Attaching a tracking unit to every painting might sound like a no-brainer, but it’s actually a huge challenge, Wittman explains. You’d need something that has a long battery life that you don’t have to constantly be charging. It would have to be small, small enough to put on the piece without damaging it and small enough to evade detection by thieves. At the same time, it would have to be designed so that if thieves did find it, they could remove it without damaging the art. This mythical unit would have to be powerful enough to transmit from inside boxes and closets and warehouses where burglars might take it, but cheap enough to allow museums to buy thousands of them. “That technology simply doesn’t exist,” Wittman said.

That’s not to say that people aren’t working on high-tech solutions to art protection. In recent years RFID technology—using electromagnetic fields to identify and track tags on objects—has become more common in museums. In these setups, art is fixed with a small RFID tag that detects if the piece of art moves from its location on the wall or floor. An RFID reader in the building keeps track of these locations. So if someone pulls a painting off a wall, the alarm goes off immediately. But RFID systems only work inside the building.

The tracker can only keep tabs on tags within about 230 feet. Once that painting is out the door, it’s electromagnetically invisible.

And Wittman points out that if the rest of your security isn’t good, RFID isn’t going to help you. “If you have a situation where four individuals go in with machine guns, they don’t care about the RFID. Everybody knows they’re there with the machine guns.” And in situations where thieves are efficient, knowing that a piece of art is moving once the thief has it off the wall isn’t useful. In one case in the Kunsthistorisches Museum in Vienna, a thief broke through a window and a display case and made off with a sculpture (http://www.nytimes.com/2006/01/26/arts/design/26cell.html?pagewanted=all&_r=0) known as the Cellini Salt Cellar in just 58 seconds. No alarm response system can react that fast.

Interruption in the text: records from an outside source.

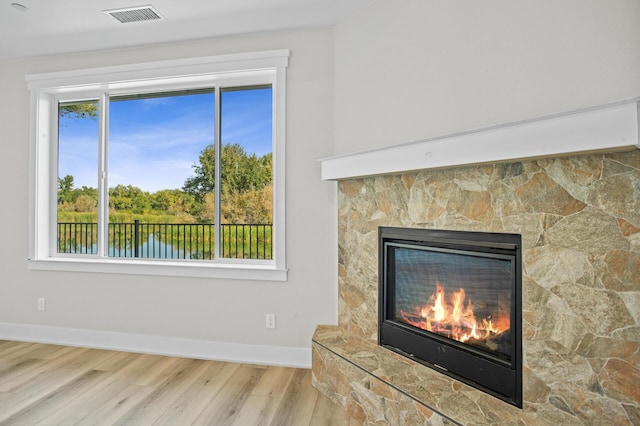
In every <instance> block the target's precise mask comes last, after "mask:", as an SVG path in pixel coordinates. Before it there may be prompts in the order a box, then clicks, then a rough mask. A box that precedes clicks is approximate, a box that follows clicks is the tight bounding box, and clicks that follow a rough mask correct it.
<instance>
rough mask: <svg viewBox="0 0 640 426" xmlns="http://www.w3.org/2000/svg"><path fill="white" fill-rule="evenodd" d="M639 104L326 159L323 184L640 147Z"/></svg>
mask: <svg viewBox="0 0 640 426" xmlns="http://www.w3.org/2000/svg"><path fill="white" fill-rule="evenodd" d="M639 101H640V98H635V99H631V100H626V101H622V102H617V103H614V104H609V105H604V106H600V107H596V108H589V109H584V110H580V111H575V112H571V113H565V114H558V115H553V116H548V117H542V118H538V119H534V120H528V121H522V122H517V123H511V124H506V125H501V126H496V127H491V128H486V129H480V130H474V131H470V132H464V133H456V134H453V135H448V136H444V137H437V138H432V139H426V140H423V141H418V142H412V143H407V144H401V145H394V146H390V147H386V148H381V149H374V150H371V151H363V152H358V153H353V154H346V155H339V156H335V157H329V158H324V159H321V160H320V162H321V165H322V179H323V180H340V179H349V178H355V177H363V176H373V175H383V174H392V173H402V172H408V171H413V170H425V169H438V168H444V167H452V166H461V165H471V164H483V163H494V162H502V161H512V160H522V159H531V158H544V157H558V156H564V155H570V154H580V153H593V152H612V151H623V150H629V149H632V148H634V147H635V148H640V143H639V141H638V134H639V115H640V102H639Z"/></svg>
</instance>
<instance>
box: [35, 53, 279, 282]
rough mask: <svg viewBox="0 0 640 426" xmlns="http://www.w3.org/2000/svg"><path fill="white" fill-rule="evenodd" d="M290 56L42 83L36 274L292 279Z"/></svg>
mask: <svg viewBox="0 0 640 426" xmlns="http://www.w3.org/2000/svg"><path fill="white" fill-rule="evenodd" d="M288 57H289V51H288V50H278V51H268V52H255V53H246V54H235V55H224V56H214V57H205V58H191V59H186V60H174V61H162V62H153V63H144V64H132V65H125V66H114V67H104V68H94V69H84V70H75V71H66V72H56V73H48V74H33V75H28V76H27V77H26V80H27V82H28V87H29V90H30V94H31V128H30V130H31V134H30V140H31V154H30V186H29V190H30V194H29V195H30V197H29V200H30V209H29V212H30V217H29V224H30V226H29V268H30V269H45V270H67V271H86V272H108V273H109V272H110V273H131V274H149V275H170V276H197V277H221V278H241V279H258V280H278V281H284V280H286V276H287V270H286V261H285V252H286V250H285V217H284V214H285V211H284V210H285V201H284V196H285V185H284V177H285V170H284V161H285V154H284V150H285V96H286V92H285V89H286V87H285V83H286V67H287V65H288Z"/></svg>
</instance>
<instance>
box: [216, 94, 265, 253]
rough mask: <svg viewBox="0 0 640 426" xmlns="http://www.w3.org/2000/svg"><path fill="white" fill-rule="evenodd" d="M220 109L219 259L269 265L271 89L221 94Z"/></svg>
mask: <svg viewBox="0 0 640 426" xmlns="http://www.w3.org/2000/svg"><path fill="white" fill-rule="evenodd" d="M220 103H221V106H220V108H221V115H220V133H221V136H220V139H221V147H220V150H221V166H220V167H221V168H220V180H221V194H220V214H221V233H222V235H221V250H220V255H221V256H222V257H226V258H238V259H272V258H273V254H272V230H273V229H272V228H273V166H272V134H273V132H272V128H273V125H272V122H273V120H272V116H273V112H272V89H271V87H270V86H260V87H249V88H235V89H224V90H222V91H221V101H220Z"/></svg>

Steve Layne, the founding director of the International Foundation for Cultural Property Protection (http://ifcpp.org/), says that museums would rather focus on arming the environment than the piece of art itself. “Curators don’t like anything affixed to artwork,” he told me. Instead, Layne says that that most museums put their effort on making sure the art doesn’t leave the museum in the first place. “The primary focus is not on tracking art outside the museum, it’s on tracking it while it’s in the museum,” he said. “The emphasis is on stopping anything from leaving the walls.”

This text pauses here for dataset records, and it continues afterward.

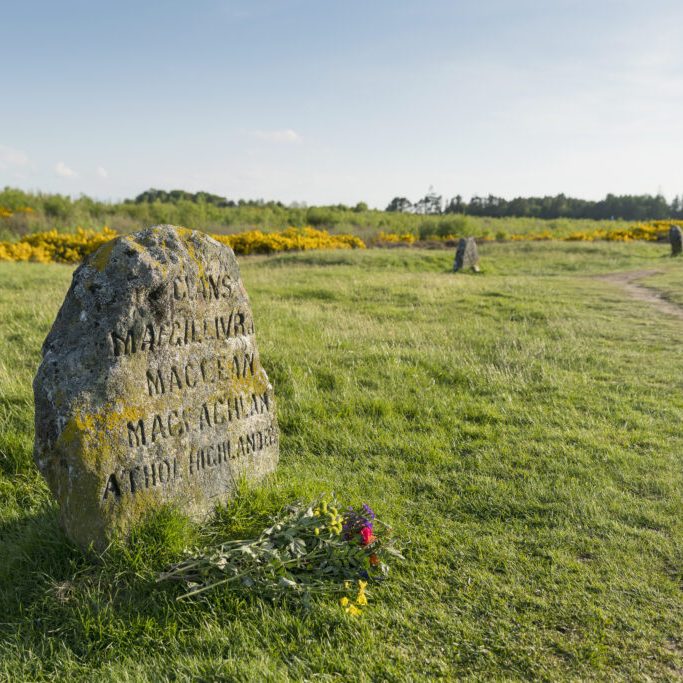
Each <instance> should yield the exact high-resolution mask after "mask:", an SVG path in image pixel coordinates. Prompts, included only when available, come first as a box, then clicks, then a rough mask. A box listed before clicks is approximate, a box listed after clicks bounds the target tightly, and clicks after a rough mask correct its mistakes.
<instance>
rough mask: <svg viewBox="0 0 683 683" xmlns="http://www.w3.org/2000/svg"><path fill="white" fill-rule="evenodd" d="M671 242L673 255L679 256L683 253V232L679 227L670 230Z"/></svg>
mask: <svg viewBox="0 0 683 683" xmlns="http://www.w3.org/2000/svg"><path fill="white" fill-rule="evenodd" d="M669 242H671V255H672V256H679V255H680V253H681V251H683V230H681V229H680V227H679V226H678V225H672V226H671V227H670V228H669Z"/></svg>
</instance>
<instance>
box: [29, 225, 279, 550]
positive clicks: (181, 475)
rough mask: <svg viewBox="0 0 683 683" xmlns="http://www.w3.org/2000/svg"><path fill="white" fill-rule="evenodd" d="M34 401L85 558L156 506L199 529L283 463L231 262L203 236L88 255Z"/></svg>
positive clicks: (129, 243) (190, 235) (63, 311)
mask: <svg viewBox="0 0 683 683" xmlns="http://www.w3.org/2000/svg"><path fill="white" fill-rule="evenodd" d="M33 389H34V394H35V407H36V416H35V426H36V435H35V447H34V457H35V460H36V464H37V465H38V468H39V469H40V471H41V473H42V474H43V476H44V477H45V478H46V480H47V482H48V484H49V486H50V489H51V490H52V493H53V494H54V496H55V498H56V499H57V501H58V502H59V505H60V511H61V519H62V523H63V525H64V528H65V530H66V532H67V534H68V535H69V537H70V538H72V539H73V540H74V541H75V542H77V543H79V544H80V545H82V546H88V545H90V544H91V543H92V544H94V546H95V547H96V548H103V547H104V546H105V545H106V544H107V542H108V540H109V539H111V538H112V537H113V536H114V535H115V534H116V533H124V534H125V533H126V531H127V530H128V529H129V528H130V527H131V525H133V524H135V523H136V522H137V521H139V520H140V519H141V518H142V517H143V516H144V515H145V514H146V513H147V512H148V511H151V510H153V509H155V508H158V507H159V506H160V505H162V504H171V505H173V506H175V507H177V508H179V509H180V510H181V511H184V512H185V513H186V514H188V515H189V516H190V517H192V518H194V519H202V518H204V517H205V516H207V515H208V514H209V513H210V512H211V510H212V509H213V507H214V505H215V504H216V503H217V502H219V501H225V500H226V499H227V498H229V496H230V495H231V493H233V492H234V490H235V484H236V482H237V480H238V479H240V478H242V477H245V478H247V479H256V480H258V479H260V478H261V477H263V476H264V475H266V474H268V473H269V472H272V471H273V470H274V469H275V466H276V464H277V461H278V448H279V432H278V426H277V419H276V415H275V401H274V397H273V388H272V386H271V385H270V383H269V382H268V377H267V376H266V373H265V371H264V369H263V367H262V366H261V361H260V358H259V353H258V350H257V348H256V339H255V336H254V321H253V318H252V313H251V307H250V305H249V299H248V297H247V293H246V291H245V289H244V286H243V284H242V280H241V278H240V273H239V268H238V266H237V261H236V259H235V255H234V254H233V252H232V250H231V249H230V248H229V247H227V246H224V245H223V244H220V243H219V242H217V241H216V240H214V239H212V238H211V237H209V236H207V235H205V234H203V233H200V232H195V231H191V230H186V229H184V228H177V227H174V226H169V225H162V226H157V227H154V228H150V229H148V230H143V231H141V232H138V233H136V234H134V235H127V236H123V237H118V238H116V239H115V240H112V241H111V242H109V243H107V244H105V245H104V246H102V247H100V249H98V250H97V251H96V252H95V253H93V254H92V255H91V256H89V257H88V259H87V260H86V261H85V262H84V263H83V264H82V265H81V266H80V267H79V268H78V269H77V270H76V271H75V273H74V276H73V281H72V283H71V287H70V289H69V291H68V293H67V295H66V299H65V300H64V303H63V304H62V308H61V309H60V311H59V314H58V315H57V319H56V320H55V323H54V325H53V327H52V330H51V331H50V333H49V334H48V336H47V339H46V340H45V343H44V344H43V361H42V363H41V365H40V367H39V369H38V373H37V375H36V378H35V380H34V383H33Z"/></svg>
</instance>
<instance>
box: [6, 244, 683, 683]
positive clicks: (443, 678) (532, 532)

Museums don’t like to disclose what they do and don’t use for security. Neither the Museum of Modern Art nor the American Museum of Natural History would tell me anything about the types of security features they have on individual pieces.

Preventing thieves from making off with art involves all kinds of high and low tech security systems, from motion detectors to locks on the doors to good old security guards. And both Layne and Wittman say that’s where the future of museum security is going. “Years ago video recorded to a VHS player and that was the end of it,” Layne said. “Now the video systems are computer-based and they can transfer an image anywhere.” Wittman put his money on facial recognition technology. “The people who steal art, they don’t just do it once,” he said. “They just keep doing it, because they become obsessed with these paintings.”

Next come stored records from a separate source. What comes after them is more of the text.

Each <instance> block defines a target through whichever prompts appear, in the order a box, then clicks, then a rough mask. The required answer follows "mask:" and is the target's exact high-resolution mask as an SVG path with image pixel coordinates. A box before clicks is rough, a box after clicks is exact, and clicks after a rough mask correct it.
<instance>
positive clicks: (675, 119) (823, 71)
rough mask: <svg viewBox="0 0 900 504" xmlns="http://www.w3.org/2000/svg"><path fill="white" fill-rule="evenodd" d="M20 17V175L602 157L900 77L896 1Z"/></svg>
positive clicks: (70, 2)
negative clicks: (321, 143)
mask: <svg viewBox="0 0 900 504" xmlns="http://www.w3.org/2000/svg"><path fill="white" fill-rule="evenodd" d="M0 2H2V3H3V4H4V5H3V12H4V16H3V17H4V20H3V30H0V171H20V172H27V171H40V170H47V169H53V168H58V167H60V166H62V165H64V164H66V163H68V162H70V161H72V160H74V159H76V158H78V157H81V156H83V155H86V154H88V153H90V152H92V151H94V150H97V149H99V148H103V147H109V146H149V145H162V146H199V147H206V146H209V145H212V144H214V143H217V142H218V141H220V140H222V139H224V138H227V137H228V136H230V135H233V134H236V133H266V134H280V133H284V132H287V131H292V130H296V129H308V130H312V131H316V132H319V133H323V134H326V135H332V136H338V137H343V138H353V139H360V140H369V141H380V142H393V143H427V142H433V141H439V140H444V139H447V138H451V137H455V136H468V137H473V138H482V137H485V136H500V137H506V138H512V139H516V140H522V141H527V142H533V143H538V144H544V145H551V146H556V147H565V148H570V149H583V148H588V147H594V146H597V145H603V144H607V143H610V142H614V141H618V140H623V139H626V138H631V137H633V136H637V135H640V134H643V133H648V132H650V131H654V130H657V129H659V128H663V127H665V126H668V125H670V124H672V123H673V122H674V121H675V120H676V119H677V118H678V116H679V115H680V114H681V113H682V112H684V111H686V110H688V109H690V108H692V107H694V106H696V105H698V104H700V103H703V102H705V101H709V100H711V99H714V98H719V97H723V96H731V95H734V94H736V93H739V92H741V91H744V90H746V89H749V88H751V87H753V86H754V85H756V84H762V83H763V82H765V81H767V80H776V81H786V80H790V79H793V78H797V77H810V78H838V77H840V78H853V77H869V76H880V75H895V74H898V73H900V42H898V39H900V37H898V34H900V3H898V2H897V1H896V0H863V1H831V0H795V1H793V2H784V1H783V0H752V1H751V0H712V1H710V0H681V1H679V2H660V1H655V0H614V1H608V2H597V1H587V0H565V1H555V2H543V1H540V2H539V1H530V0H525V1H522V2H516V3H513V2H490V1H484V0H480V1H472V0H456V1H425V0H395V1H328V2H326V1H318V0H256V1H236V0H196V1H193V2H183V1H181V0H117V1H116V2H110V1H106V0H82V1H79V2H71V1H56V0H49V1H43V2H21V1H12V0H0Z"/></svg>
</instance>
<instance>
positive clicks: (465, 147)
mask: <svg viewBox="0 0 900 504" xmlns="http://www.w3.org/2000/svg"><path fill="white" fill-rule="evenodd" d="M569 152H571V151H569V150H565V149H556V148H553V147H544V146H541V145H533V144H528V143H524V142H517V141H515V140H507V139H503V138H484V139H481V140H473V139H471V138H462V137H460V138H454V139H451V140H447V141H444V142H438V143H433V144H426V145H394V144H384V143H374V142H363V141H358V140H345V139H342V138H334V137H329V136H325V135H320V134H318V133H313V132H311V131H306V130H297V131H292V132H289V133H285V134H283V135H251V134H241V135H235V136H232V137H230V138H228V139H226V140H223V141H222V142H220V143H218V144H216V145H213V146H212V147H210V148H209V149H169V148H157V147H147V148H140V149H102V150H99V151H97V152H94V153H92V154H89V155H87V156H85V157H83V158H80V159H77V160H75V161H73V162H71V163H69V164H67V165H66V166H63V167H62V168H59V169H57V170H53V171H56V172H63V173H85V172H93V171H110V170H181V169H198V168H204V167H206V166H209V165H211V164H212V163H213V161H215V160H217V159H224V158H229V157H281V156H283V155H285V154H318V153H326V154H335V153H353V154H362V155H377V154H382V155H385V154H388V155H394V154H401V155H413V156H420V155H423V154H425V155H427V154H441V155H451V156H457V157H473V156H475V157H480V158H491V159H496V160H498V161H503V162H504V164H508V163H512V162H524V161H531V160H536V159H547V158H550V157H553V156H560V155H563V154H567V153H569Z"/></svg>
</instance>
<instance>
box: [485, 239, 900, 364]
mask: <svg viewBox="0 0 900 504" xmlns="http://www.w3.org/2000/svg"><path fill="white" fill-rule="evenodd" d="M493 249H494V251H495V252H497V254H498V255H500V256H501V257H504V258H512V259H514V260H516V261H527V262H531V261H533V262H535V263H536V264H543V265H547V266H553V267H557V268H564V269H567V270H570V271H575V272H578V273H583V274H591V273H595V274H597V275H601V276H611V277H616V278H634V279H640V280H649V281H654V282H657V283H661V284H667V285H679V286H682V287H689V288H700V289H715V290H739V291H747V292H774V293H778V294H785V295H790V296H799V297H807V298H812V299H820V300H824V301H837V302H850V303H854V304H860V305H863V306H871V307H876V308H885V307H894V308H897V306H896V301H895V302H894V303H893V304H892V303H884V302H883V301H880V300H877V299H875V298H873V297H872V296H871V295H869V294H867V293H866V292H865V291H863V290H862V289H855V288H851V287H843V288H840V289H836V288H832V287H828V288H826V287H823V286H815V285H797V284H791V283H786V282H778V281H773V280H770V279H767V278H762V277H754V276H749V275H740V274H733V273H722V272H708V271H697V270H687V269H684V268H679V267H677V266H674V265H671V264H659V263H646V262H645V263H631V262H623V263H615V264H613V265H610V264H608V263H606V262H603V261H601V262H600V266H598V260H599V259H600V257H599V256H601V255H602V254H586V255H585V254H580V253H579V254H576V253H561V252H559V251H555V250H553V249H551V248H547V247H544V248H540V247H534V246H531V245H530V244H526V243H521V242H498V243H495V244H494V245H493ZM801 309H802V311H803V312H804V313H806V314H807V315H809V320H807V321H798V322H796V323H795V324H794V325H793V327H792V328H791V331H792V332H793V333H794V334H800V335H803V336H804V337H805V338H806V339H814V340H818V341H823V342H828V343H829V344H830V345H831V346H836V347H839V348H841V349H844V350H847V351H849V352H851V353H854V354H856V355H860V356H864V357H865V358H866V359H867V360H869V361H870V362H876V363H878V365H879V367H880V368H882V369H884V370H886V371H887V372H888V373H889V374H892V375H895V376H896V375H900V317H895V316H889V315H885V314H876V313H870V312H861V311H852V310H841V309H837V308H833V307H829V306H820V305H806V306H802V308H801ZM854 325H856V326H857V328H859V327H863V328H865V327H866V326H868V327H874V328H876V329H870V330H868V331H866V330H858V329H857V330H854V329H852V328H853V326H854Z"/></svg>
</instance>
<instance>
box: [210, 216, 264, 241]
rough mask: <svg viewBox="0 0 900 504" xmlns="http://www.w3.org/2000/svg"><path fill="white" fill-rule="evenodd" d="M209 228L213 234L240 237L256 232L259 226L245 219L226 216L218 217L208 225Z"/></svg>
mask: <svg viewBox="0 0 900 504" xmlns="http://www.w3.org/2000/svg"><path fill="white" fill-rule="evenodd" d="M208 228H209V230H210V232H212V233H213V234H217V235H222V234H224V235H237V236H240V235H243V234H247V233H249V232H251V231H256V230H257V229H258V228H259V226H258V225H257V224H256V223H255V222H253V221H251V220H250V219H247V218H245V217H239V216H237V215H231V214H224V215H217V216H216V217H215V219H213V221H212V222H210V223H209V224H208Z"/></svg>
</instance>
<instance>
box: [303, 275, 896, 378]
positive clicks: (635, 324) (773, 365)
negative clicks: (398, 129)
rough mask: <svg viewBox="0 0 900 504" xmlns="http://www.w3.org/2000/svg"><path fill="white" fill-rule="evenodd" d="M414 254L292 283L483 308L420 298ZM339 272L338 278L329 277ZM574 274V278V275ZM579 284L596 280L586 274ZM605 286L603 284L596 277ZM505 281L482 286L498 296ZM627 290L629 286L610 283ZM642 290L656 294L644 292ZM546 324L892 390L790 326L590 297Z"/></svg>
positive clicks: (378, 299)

So there probably won’t be a nice, slick “Find my Caravaggio” app in the near future. But there is a place for GPS in art security, Wittman said. When art hits the road, either in a traveling exhibit or to be transported from one museum to another, curator and security professionals will place GPS tracking devices on the trucks and crates. And Wittman sometimes slips a throwaway cell phone into the cab of the truck just in case. “Thieves may be looking for a GPS tracker to pull out but they won’t be looking for a little cell phone under the seat.”